Ann Masten, a professor in the University of Minnesota’s Institute of Child Development, earned the prize for showing that our capacity to overcome potentially harmful experiences comes from ordinary but powerful adaptive processes inside us and from our supportive connections with others.

Resilience science began around 1970 as a search to explain how some children who face severe adversity seem to thrive while others do not.

“As I studied children and families dealing with war, disasters, poverty, violence and homelessness, I found a consistent set of surprisingly ordinary but powerful factors at work,” she said. “Resilience didn’t depend on special qualities but on a capacity to adapt that we develop over time as we are nurtured, learn and gain experience.”

Supportive relationships, a sense of belonging, self-control, problem-solving skills, optimism, motivation and a sense of purpose all play a part in creating the “ordinary magic” that makes us resilient, she found.

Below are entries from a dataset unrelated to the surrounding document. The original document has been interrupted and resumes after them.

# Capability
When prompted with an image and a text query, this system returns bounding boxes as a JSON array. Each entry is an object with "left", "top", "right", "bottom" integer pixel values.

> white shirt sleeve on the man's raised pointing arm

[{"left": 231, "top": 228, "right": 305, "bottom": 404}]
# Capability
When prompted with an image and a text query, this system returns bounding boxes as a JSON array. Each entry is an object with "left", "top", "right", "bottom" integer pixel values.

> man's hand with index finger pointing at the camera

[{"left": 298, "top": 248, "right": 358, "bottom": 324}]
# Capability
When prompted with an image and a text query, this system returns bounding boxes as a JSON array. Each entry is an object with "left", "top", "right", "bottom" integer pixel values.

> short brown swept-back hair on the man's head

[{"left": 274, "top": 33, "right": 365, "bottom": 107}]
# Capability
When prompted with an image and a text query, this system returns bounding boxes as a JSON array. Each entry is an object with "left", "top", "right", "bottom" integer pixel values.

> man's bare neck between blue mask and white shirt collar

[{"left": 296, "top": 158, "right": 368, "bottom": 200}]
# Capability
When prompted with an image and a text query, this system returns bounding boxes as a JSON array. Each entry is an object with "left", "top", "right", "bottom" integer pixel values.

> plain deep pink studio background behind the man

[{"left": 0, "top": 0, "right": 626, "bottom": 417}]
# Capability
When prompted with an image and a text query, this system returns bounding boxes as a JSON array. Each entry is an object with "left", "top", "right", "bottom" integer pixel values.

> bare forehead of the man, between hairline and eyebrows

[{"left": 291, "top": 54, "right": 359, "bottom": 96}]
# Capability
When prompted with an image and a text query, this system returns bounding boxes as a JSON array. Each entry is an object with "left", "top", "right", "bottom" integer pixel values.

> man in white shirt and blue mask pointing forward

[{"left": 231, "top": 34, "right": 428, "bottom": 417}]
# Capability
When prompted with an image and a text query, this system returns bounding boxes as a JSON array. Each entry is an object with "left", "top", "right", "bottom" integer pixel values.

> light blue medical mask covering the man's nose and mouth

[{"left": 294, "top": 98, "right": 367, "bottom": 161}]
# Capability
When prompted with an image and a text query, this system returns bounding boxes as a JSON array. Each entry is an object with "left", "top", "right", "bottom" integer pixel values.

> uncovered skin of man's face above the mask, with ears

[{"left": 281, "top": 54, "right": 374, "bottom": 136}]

“Her work is inspiring because it reveals that the human capacity to overcome adversity does not rely on rare ingredients,” said Nicholaus Noles, psychology award director. “The seeds of resilience, of success, are within all of us, and we need only time and the right kind of relationships and experiences to overcome the obstacles we face.”

Masten’s findings have shaped policy and practice in many fields outside psychology such as pediatrics, school counseling, social work and disaster response. People in more than 180 countries including Ukraine have taken part in her online course about the resilience of children in war and disaster.

A licensed psychologist in Minnesota since 1986, holds a doctorate in clinical psychology from the University of Minnesota and a bachelor’s degree from Smith College. She was elected to the American Academy of Arts and Sciences in 2021 and has received mentoring and lifetime contribution awards from the American Psychological Association.

Recipients of next year’s are being named this week pending formal trustee approval. The annual, $100,000 prizes also honor seminal ideas in music, world order, education and religion. Winners will visit Louisville in the spring to accept their awards and give free talks on their winning ideas.